A dilemma is when you’re forced to make a choice between two things that you want, but can’t have at the same time. A trilemma is when there are three things that you want, but, at most, you can only have two of them.
One of the best known examples is the globalisation trilemma that was first proposed by the Harvard economist, Dani Rodrik. This is how Krysztof Pelc describes Rodrik’s idea in an essay for the Literary Review of Canada:
“Like all great ideas, it is at once intuitive and unsettling. Rodrik argues you can have any two of the following three things: fuller economic integration, democratic representation, and the nation-state — but not all three at once.”
If you choose items 1 and 2 (globalisation plus democracy) then you have to accept that some or all the big decisions will be made at a supranational level – thus weakening national sovereignty:
“The democratic process would remain, but it would increasingly be transposed onto a global scale. Labour, environmental, and public health activists would continue to check the interests of exporters and multinational corporations, but all these groups would agree that they were best served by a common set of supranational rules, rather than conflicting sovereign ones.”
The European Union is the prime example of a 1 + 2 arrangement (at least, in theory).
A combination of items 1 and 3 (globalisation plus the nation-state) means downgrading democracy or doing without it altogether. For instance, countries such as Qatar are so globalised in respect to their workforce that foreigners make up most of their populations. Yet native elites remain in undisputed control because, in an absolute monarchy, the question of who governs is not up for debate. China is another example of a country that has combined participation in the global economy with national sovereignty. The terms of China’s global engagement are tightly controlled by the Communist Government – with the Chinese people not allowed to interfere.

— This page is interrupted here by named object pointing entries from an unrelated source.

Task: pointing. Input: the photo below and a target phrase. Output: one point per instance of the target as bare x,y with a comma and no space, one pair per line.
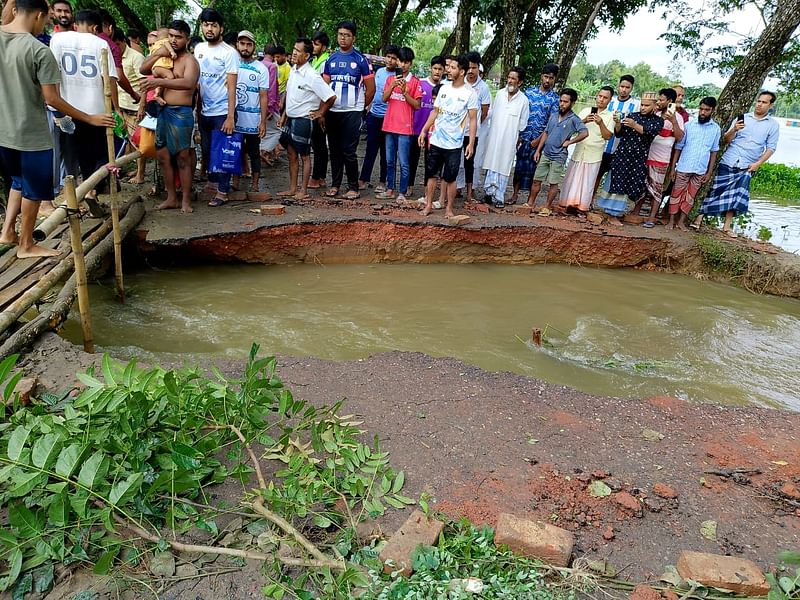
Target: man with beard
219,67
564,129
509,119
29,78
251,103
621,104
628,173
176,119
350,76
62,14
542,104
752,139
693,161
660,154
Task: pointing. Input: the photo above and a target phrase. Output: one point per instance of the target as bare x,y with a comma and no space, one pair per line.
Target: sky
639,42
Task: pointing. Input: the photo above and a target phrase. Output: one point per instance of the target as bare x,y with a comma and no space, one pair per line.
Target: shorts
297,134
445,161
31,172
550,170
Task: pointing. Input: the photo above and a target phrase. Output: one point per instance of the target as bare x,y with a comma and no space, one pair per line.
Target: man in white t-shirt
251,103
455,106
79,54
219,68
308,97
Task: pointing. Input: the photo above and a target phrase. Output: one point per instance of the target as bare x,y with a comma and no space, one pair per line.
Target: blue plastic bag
226,153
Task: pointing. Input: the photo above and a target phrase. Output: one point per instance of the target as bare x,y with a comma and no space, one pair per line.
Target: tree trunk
386,25
510,33
574,34
749,76
131,18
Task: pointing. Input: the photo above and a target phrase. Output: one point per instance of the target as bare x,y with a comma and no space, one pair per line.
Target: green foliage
132,445
465,555
776,180
785,585
721,257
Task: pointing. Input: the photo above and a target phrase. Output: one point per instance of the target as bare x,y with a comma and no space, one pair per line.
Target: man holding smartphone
753,138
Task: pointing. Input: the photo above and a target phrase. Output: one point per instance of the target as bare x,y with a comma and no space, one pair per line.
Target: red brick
665,491
644,592
259,196
789,489
417,530
712,570
627,502
458,220
272,209
535,539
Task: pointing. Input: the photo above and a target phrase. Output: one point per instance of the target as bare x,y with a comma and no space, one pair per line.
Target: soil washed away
609,332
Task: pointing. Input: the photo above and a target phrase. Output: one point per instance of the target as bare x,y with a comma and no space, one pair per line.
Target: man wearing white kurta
509,118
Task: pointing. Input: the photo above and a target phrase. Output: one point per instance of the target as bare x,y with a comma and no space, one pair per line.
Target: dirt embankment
322,231
482,443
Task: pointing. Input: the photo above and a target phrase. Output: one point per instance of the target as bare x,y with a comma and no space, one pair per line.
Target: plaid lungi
526,166
730,192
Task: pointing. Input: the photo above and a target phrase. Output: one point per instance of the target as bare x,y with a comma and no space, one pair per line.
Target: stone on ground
739,575
535,539
418,530
272,209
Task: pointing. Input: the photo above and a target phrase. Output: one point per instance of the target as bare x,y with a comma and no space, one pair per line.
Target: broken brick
535,539
272,209
664,491
739,575
418,530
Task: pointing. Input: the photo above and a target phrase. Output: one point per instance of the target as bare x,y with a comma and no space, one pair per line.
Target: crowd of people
618,156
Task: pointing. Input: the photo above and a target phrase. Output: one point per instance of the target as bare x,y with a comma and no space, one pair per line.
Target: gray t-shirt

Finally, we come to the combination of items 2 and 3 – democracy plus the nation-state. In theory, a national electorate could provide a mandate for the free movement of people, goods and capital across borders. But, as we’ve seen over and over again, globalisation tends to produce winners and losers – both within and between countries. This creates the possibility that a national electorate will vote to “take back control” – and therefore disrupting the international agreements on which regional or global integration depends. The deeper the integration; the greater the likelihood that this will happen.
Sustaining an ambitious programme of globalisation (or regionalisation) therefore means depriving national electorates of their veto – either by doing without democracy altogether (the 1+3 combo) or only allowing significant changes to be decided internationally (1+2).
As an internationalist and a democrat, Rodrik was an influential supporter of the 1+2 combination – globalised, supranational governance:
“At the time, Rodrik put his money on that last outcome. Over the next century, he speculated, global integration would continue apace, and the nation-state would lose its formal relevance.”
However, Pelc suggests that Rodrik has changed his mind:
“…in Rodrik’s most recent book, Straight Talk on Trade: Ideas for a Sane World Economy, global federalism gets no mention. Instead, we’re told about the ‘false promise’ of global governance—the term more commonly used today—and that ‘the best way in which nations can serve the global good…is by putting their own economic houses in order.’”
In truth, 1+2 always was a chimera. Democracy requires a demos – a ‘people’ – and peoples do not form around supranational bureaucracies.
When decisions become difficult, such structures pitch the representatives of one demos against another – as in the case of Germany versus Greece during the Eurozone crisis. Unless there is a permanent stalemate, the stronger side will come to dominate the weaker, which, for the latter, means that 1+2 becomes 1 only – i.e. globalisation without sovereignty or democracy.
In such circumstances 2+3 – i.e. taking back control – will always appear to be the better option.